Symphonia is a genus of tropical woody plants, specifically trees in the family Clusiaceae. The genus has its diversity center in Madagascar and one species (Symphonia globulifera) disjunct in the Afrotropic and the Neotropic in the Amazon Rainforest.

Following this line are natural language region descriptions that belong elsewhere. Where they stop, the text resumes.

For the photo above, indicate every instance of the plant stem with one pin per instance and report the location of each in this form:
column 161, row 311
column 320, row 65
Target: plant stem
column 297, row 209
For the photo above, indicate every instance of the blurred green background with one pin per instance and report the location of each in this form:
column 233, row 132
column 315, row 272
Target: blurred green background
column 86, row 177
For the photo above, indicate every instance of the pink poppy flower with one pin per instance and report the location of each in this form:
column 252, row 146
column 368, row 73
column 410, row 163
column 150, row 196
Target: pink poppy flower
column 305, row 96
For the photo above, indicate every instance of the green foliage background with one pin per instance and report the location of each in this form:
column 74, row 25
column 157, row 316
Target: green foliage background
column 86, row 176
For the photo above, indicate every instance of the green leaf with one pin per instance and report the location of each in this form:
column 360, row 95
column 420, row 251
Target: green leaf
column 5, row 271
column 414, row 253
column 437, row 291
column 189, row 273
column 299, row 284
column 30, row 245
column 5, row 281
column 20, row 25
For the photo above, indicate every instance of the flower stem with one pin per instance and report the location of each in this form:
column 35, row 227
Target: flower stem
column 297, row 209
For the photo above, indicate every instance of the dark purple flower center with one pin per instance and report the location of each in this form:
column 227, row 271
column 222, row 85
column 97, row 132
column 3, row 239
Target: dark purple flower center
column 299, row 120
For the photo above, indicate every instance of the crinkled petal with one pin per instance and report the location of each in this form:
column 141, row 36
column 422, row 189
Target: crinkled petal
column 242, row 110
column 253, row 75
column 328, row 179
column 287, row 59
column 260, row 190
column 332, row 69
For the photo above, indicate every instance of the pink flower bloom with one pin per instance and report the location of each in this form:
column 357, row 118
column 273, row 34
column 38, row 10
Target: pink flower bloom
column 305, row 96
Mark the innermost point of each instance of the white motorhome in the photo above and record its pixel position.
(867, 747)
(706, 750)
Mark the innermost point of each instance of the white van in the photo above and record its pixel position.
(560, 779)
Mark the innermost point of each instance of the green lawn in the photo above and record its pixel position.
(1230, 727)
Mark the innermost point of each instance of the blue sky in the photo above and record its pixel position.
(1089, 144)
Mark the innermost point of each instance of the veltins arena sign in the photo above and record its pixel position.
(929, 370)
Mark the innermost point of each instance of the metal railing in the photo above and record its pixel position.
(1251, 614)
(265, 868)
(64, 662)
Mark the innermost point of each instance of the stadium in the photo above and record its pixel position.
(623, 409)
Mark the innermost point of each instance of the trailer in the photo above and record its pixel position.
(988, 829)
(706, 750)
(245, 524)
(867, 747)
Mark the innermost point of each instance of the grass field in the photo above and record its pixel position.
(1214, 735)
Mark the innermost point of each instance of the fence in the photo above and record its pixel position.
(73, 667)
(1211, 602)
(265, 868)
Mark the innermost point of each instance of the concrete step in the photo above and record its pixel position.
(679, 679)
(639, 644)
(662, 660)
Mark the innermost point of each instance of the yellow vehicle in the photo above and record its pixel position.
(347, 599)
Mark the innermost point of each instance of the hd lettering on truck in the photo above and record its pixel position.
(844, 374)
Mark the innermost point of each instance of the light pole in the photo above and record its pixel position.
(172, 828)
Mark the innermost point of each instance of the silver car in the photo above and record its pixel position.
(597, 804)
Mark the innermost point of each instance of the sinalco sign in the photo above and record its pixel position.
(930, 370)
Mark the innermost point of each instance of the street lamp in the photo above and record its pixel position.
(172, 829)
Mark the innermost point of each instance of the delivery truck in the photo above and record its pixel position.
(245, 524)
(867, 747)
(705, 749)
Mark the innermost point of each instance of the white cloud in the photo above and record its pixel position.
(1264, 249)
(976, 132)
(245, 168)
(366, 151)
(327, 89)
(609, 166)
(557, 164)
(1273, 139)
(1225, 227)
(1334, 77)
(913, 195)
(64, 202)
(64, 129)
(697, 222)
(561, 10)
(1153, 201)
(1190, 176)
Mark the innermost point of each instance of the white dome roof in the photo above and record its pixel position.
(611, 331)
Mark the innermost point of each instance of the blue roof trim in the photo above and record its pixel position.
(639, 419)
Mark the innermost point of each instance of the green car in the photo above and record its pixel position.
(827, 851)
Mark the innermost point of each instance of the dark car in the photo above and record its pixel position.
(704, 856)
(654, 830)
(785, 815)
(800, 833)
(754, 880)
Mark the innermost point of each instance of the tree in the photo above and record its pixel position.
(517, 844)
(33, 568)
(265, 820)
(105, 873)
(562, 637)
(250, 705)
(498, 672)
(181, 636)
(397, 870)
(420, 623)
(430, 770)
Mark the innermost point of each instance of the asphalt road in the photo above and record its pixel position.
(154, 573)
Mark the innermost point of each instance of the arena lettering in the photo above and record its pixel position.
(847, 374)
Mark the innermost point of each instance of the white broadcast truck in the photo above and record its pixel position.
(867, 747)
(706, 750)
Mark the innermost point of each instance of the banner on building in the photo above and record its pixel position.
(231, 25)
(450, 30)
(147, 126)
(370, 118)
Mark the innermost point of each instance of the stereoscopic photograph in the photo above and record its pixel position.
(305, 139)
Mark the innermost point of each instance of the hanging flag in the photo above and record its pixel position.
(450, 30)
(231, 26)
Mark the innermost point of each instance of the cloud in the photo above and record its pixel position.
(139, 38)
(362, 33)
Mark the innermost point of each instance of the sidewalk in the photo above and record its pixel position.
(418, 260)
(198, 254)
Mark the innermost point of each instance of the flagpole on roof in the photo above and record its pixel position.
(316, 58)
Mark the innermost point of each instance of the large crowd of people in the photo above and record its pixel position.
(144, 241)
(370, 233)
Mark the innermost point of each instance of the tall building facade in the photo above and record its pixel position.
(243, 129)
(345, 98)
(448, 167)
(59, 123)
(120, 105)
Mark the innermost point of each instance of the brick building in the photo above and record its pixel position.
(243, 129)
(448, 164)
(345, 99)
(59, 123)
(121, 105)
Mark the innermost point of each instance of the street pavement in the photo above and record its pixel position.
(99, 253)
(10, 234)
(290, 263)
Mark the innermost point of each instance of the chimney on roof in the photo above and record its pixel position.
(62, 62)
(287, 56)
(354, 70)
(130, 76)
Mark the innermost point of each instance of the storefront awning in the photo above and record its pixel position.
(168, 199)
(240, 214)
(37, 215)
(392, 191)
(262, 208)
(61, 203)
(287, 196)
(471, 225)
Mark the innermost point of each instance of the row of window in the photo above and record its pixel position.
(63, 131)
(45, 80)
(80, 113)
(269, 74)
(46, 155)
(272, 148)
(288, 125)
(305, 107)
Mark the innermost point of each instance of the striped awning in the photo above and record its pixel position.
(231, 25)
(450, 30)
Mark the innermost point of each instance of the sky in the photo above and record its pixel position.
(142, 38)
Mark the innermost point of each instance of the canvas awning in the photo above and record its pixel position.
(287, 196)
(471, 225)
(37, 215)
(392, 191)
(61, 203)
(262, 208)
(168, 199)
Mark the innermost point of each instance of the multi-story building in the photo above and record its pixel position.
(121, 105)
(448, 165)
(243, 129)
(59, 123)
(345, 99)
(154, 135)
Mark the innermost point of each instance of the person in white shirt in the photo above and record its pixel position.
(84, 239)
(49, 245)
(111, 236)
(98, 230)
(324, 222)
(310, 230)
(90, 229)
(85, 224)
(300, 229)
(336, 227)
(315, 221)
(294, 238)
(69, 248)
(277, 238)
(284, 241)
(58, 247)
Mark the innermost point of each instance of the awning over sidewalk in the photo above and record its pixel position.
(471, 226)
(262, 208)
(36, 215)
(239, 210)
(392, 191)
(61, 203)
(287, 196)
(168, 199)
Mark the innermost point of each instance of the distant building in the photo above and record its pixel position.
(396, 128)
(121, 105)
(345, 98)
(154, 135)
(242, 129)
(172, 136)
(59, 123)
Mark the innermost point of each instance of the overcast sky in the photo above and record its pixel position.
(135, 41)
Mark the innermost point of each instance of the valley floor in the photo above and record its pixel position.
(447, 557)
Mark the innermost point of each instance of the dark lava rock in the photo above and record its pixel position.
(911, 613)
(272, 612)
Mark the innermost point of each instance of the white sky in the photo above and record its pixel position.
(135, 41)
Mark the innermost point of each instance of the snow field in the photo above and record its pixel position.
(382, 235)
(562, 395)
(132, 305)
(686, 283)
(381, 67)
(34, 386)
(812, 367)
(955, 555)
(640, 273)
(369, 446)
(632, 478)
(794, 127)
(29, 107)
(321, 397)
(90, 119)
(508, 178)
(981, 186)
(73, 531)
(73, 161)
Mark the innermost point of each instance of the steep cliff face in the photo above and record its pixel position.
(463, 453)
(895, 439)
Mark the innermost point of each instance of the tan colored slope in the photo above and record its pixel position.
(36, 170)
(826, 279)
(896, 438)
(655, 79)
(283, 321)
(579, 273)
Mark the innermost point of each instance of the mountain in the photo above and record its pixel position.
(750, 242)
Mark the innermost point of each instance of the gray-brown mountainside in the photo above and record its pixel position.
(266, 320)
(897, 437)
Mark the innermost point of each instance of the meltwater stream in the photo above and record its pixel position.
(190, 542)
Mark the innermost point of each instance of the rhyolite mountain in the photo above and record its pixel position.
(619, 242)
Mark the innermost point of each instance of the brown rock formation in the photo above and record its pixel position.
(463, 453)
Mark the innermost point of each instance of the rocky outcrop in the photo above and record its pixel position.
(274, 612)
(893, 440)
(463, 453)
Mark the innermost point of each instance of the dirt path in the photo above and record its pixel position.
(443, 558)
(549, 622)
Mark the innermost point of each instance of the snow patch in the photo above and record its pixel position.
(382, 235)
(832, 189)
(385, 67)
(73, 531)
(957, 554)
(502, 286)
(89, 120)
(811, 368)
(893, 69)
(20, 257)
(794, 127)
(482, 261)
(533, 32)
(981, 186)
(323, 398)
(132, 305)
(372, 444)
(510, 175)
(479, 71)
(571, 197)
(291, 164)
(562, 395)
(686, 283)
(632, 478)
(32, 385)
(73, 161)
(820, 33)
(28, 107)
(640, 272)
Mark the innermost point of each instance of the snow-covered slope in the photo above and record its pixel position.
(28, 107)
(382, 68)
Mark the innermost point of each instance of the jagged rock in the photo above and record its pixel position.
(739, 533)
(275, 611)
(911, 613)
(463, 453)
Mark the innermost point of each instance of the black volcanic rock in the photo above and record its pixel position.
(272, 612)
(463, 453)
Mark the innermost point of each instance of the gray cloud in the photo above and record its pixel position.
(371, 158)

Because of this particular distribution pattern, the origin of the genus is controversial:  two hypotheses have been proposed, one suggesting an Amazon origin, the other a Madagascar origin.

Species
, The Plant List accepts 15 species:

Symphonia eugenioides Baker
Symphonia fasciculata (Noronha ex Thouars) Vesque
Symphonia globulifera L.f.
Symphonia gymnoclada (Planch. & Triana) Benth. & Hook.f. ex Vesque
Symphonia lepidocarpa Baker
Symphonia linearis H.Perrier
Symphonia louvelii Jum. & H.Perrier
Symphonia microphylla (Hils. & Bojer ex Cambess.) Benth. & Hook.f. ex Vesque
Symphonia nectarifera Jum. & H.Perrier
Symphonia oligantha Baker
Symphonia pauciflora Baker
Symphonia sessiliflora H.Perrier
Symphonia tanalensis Jum. & H.Perrier
Symphonia urophylla (Decne. ex Planch. & Triana) Benth. & Hook.f. ex Vesque
Symphonia verrucosa (Hils. & Bojer ex Planch. & Triana) Benth. & Hook.f.